Scientists at UCLA are hard at work on the development of a breathalyzer that could detect the presence of THC in a person’s system. The tool, which may not be ready for the commercial market for a number of years, is being positioned as a solution to blood and urine tests meant to detect the cannabinoid—systems that, due to their inexactitude regarding time of consumption, put regular cannabis consumers in danger of legal prosecution even if they weren’t high when they sat behind the wheel.

The device relies on oxidizing the THC, which in turn builds an electric current that can give information about how much of the cannabinoid is present. The technology, which is being worked on by UCLA start-up ElectraTect, is built on the researcher’s 2020 finding of the THC molecule’s color-changing behavior after hydrogen molecules are removed. That dependency on loss of hydrogen makes the THC breathalyzer operate in a similar fashion to the devices used to detect alcohol blood percentages.

There’s been a lot of outrage over stoned drivers, but some studies put the true risks of stoned driving into doubt. In 2020, a Canadian investigation found little evidence to suggest that the presence of THC in an individual’s system impaired their decision-making ability in various simulated challenging driving situations.

“The biological tests are not useful for identifying people that represent a safety risk,” said study author Scott Macdonald to Global News at the time. “What we’re left with is behavioral symptoms. We’re still working on developing tests to assess whether an individual who consumes cannabis is a safety risk. It’s hard to do.”

A 2021 University of Colorado study similarly found that regular cannabis users drive as well as those who do not consume. The next year, the same educational institution found that weed consumers who smoke a lot were better at driving than those who just occasionally toke.

Other studies suggest that driving under the influence of marijuana is akin to operating a car with a blood alcohol limit of 0.02 to 0.05 — which is under the current legal threshold in the United States. That team of Australian researchers also found that opioids and benzos are much more likely to cause car accidents, and that people who had consumed cannabis only drove slightly worse than sober folk.

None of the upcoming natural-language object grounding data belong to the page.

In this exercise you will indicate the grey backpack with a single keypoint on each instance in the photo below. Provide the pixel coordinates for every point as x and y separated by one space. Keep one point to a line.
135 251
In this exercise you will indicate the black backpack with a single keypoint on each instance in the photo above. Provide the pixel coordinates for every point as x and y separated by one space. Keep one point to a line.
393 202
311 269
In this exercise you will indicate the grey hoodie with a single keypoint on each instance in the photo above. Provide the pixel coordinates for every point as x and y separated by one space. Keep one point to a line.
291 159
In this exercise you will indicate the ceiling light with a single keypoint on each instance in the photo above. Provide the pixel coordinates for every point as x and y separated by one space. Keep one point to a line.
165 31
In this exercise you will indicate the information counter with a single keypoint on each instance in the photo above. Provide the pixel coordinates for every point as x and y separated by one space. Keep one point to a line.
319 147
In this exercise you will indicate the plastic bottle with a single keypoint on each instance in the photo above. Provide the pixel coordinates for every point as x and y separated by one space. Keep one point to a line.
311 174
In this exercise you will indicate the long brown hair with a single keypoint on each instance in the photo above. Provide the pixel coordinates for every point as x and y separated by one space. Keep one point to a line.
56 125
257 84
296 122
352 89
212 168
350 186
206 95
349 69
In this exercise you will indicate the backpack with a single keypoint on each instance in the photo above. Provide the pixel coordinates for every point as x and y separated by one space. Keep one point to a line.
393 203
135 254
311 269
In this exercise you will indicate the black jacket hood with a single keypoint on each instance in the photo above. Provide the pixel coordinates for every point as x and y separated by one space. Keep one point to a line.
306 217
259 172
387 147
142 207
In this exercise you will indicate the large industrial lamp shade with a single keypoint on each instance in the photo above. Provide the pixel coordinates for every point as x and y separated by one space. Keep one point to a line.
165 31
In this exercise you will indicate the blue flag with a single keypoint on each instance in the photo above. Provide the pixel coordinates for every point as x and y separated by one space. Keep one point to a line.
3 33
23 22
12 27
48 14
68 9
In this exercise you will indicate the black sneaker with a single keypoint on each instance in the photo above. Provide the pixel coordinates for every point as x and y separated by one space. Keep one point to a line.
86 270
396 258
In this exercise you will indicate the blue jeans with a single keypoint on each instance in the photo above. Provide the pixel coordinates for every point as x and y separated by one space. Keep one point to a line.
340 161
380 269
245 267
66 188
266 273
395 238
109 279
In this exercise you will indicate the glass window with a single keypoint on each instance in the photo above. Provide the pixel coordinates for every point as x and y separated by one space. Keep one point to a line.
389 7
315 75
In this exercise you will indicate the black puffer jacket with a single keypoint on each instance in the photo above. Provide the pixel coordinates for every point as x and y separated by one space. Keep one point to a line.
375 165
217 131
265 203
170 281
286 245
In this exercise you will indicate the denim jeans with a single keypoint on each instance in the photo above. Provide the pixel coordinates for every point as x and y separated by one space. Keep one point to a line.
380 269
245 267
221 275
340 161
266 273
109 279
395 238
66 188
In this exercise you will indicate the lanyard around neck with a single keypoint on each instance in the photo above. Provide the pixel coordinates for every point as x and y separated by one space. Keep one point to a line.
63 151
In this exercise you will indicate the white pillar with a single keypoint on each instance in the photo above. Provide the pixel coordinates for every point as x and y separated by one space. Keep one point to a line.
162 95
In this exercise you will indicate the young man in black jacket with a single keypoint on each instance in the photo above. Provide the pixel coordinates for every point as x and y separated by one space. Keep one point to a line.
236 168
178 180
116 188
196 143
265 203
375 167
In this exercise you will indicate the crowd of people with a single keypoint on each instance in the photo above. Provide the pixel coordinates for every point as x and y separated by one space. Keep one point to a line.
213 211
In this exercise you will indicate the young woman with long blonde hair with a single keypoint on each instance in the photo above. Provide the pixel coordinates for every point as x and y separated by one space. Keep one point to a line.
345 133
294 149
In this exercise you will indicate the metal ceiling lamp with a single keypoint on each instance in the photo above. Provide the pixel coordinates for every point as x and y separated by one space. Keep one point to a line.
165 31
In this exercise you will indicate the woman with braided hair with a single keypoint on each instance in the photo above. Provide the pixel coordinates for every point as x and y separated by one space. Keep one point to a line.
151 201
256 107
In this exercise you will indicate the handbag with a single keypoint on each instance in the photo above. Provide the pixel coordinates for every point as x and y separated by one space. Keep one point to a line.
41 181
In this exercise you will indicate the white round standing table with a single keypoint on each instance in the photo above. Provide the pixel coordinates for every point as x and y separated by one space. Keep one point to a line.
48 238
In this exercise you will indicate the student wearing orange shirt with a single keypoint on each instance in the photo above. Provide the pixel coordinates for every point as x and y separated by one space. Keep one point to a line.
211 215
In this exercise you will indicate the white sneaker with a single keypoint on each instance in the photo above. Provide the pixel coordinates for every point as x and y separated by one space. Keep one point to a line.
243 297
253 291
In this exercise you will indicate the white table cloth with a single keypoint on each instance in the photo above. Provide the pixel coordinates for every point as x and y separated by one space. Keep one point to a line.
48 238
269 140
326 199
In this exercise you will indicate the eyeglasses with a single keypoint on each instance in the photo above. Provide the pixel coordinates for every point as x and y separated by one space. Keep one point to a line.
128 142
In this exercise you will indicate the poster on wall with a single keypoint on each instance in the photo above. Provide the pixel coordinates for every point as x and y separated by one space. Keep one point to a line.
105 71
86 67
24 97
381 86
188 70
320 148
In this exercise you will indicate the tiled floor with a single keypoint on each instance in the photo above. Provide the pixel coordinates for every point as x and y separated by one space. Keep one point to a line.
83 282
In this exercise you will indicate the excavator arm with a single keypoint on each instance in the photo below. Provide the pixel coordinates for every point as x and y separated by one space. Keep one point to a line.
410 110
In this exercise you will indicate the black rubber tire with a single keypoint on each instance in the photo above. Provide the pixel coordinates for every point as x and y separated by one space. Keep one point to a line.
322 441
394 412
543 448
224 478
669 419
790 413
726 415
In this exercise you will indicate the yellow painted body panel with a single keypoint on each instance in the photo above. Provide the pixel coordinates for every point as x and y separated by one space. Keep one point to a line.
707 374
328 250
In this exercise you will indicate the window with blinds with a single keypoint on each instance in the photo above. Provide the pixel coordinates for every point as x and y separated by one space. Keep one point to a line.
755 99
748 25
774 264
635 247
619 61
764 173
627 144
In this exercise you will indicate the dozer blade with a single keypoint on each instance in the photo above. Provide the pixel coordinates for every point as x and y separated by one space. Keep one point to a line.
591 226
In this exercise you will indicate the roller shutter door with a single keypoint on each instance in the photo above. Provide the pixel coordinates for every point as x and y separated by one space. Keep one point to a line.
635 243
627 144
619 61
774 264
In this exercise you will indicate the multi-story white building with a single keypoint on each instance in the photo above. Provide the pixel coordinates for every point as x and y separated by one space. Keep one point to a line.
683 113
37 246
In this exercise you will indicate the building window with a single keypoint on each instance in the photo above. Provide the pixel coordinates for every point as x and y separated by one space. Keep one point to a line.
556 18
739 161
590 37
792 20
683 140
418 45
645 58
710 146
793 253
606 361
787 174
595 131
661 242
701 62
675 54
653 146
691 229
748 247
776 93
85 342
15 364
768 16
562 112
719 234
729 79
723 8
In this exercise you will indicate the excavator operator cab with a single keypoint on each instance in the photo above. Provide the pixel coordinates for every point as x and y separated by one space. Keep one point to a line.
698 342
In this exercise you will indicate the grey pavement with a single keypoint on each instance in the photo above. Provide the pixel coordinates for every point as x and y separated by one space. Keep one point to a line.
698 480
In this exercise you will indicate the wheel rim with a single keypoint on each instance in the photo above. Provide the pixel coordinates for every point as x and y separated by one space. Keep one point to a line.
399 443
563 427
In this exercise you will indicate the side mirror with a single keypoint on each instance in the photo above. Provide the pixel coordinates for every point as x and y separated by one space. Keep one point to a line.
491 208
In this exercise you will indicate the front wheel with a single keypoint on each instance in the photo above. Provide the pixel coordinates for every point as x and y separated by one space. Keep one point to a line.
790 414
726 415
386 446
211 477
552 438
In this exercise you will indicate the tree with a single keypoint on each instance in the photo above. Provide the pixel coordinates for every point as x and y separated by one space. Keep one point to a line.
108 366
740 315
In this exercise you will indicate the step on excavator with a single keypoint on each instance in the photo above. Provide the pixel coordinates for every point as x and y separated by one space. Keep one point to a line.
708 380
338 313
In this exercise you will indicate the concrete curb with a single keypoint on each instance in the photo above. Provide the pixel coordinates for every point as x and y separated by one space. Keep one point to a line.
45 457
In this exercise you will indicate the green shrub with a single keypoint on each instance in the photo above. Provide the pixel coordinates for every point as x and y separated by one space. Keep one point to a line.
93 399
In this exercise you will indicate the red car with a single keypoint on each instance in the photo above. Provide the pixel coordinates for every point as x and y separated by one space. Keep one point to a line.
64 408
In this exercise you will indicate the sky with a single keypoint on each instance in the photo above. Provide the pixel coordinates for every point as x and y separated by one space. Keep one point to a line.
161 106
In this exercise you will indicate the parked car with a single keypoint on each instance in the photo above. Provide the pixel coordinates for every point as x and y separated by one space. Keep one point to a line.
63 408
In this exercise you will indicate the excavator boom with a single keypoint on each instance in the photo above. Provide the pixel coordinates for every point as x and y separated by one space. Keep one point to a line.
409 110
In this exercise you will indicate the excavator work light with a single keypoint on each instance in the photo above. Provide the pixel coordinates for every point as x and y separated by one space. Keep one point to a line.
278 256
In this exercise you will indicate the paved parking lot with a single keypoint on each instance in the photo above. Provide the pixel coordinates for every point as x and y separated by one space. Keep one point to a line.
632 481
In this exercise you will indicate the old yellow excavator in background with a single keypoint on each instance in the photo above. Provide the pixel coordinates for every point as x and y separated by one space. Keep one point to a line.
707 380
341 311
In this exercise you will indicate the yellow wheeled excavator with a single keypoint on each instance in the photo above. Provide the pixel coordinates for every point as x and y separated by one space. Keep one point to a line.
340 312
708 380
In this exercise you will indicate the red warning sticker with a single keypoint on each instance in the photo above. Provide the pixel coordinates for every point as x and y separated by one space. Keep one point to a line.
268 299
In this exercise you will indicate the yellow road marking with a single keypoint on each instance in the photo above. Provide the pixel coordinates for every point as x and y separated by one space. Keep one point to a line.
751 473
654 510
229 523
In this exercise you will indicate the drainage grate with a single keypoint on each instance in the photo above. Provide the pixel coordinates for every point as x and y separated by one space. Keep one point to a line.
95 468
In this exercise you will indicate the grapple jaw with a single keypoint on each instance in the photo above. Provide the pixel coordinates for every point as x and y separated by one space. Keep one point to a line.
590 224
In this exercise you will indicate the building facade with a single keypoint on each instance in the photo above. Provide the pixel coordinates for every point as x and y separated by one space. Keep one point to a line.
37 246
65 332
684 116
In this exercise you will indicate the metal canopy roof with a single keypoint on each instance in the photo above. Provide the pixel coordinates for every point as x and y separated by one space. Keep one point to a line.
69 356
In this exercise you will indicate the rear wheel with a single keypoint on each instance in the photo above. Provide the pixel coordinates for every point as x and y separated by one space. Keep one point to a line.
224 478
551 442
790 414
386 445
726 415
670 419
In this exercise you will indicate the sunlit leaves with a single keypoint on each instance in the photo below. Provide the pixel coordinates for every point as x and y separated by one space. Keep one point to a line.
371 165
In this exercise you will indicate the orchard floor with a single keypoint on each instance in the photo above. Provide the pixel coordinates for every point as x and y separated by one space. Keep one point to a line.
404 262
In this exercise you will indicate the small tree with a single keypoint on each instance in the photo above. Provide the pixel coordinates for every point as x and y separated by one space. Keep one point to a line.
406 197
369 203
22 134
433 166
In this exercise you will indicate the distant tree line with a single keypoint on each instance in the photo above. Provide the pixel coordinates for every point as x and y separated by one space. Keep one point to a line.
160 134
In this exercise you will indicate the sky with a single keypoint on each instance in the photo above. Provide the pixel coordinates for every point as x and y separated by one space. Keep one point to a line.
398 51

“The application of presence-based offenses to medicinal cannabis patients appears to derive from the historical status of cannabis as a prohibited drug with no legitimate medical application,” those investigators concluded in their 2021 paper.

But leaving aside the amount of peril that stoners pose to roadways, the UCLA team’s discoveries also include tantalizing hints at a new source of electrical power. Their work in THC-powered fuel cells suggest that the oxidization of THC into THCQ could create an electric current, which gets stronger when the THC concentration is raised.

Given the amount of power that cannabis grow rooms currently consume, the idea of weed being used to create power is surely one that merits a follow-up. The real question there is if the benefits outweigh the inputs.